Jules Verne was born in the harbor city of Nantes, France on February 8, 1828, to Pierre Verne and Sohie Allote de Fuÿe. As a young boy Jules was fascinated with travel and exploration, the central themes of his future novels. In his youth he would often spend time at the harbor, watching the ships come and go, and one time he even stowed away on a ship bound for the West Indies, only to find his father waiting for him at the next port.
Jules went to Saint Donatien College boarding school, and afterward to Paris to study law. Rather than pursue his studies, he wrote operas for the theater, and made connections in the literary world, including Victor Hugo and Alexandre Dumas. In Paris, Verne also met Honorine de Viane Morel, his future wife, whom he married on January 10, 1857. On August 3, 1861, their son, Michel Verne, was born.
Verne’s writing career blossomed upon meeting a French publisher named Pierre-Jules Hetzel. Hetzel saw potential in Verne’s stories, and helped to improve their appeal by making them less technical. Under Hetzel’s guidance, Venre published his first book in 1863, Five Weeks in a Balloon.
From then on, Verne published two or more volumes a year. The most successful of these include: Journey to the Center of the Earth, 1864 ; From the Earth to the Moon, 1865; Twenty Thousand Leagues Under the Sea, 1869; Around the World in Eighty Days, 1873; and The Mysterious Island, 1874.

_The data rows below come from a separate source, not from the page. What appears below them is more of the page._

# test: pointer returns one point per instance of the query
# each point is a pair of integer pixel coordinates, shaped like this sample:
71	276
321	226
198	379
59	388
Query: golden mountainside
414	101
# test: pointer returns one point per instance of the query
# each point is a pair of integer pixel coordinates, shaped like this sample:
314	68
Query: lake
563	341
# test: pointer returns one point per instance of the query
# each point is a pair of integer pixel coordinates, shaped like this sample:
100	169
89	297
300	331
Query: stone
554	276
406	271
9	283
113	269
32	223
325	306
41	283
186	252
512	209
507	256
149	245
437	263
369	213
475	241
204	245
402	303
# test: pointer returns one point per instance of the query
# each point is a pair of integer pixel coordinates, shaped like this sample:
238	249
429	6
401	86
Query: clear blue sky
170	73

With finances secured, Verne was able to pursue his passion for boats. In 1867, Verne bought a small ship, the Saint-Michel.

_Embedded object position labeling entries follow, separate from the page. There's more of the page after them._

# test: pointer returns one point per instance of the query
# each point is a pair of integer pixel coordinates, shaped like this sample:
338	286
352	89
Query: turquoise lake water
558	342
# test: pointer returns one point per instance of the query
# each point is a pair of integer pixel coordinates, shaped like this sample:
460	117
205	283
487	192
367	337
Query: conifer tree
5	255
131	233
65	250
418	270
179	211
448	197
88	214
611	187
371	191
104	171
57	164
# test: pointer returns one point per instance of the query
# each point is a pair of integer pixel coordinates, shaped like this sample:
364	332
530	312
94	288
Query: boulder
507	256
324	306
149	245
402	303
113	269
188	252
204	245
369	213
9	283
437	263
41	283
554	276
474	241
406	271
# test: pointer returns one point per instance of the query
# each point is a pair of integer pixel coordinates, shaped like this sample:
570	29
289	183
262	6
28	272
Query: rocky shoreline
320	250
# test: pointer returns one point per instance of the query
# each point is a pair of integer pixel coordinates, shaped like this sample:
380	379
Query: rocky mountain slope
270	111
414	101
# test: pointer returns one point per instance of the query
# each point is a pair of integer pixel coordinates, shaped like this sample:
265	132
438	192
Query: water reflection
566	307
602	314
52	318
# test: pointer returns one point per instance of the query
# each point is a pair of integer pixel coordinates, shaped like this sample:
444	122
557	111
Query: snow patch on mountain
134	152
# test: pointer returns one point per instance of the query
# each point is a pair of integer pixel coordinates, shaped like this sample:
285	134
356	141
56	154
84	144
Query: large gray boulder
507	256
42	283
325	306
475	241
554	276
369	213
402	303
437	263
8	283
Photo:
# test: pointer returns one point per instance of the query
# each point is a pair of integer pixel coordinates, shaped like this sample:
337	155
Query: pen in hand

On March 9, 1886, as Verne was coming home, his twenty-five-year-old nephew, Gaston, shot at him twice with a pistol. The first bullet missed, but the second one entered Verne’s left leg, giving him a permanent limp that could not be overcome.
After the deaths of Hetzel and his mother Sophie Allotte de la Fruÿe in 1887, Verne’s novels grew darker. He continued to write until his later years, when on March 25, 1905, he passed away in Amiens from general paralysis.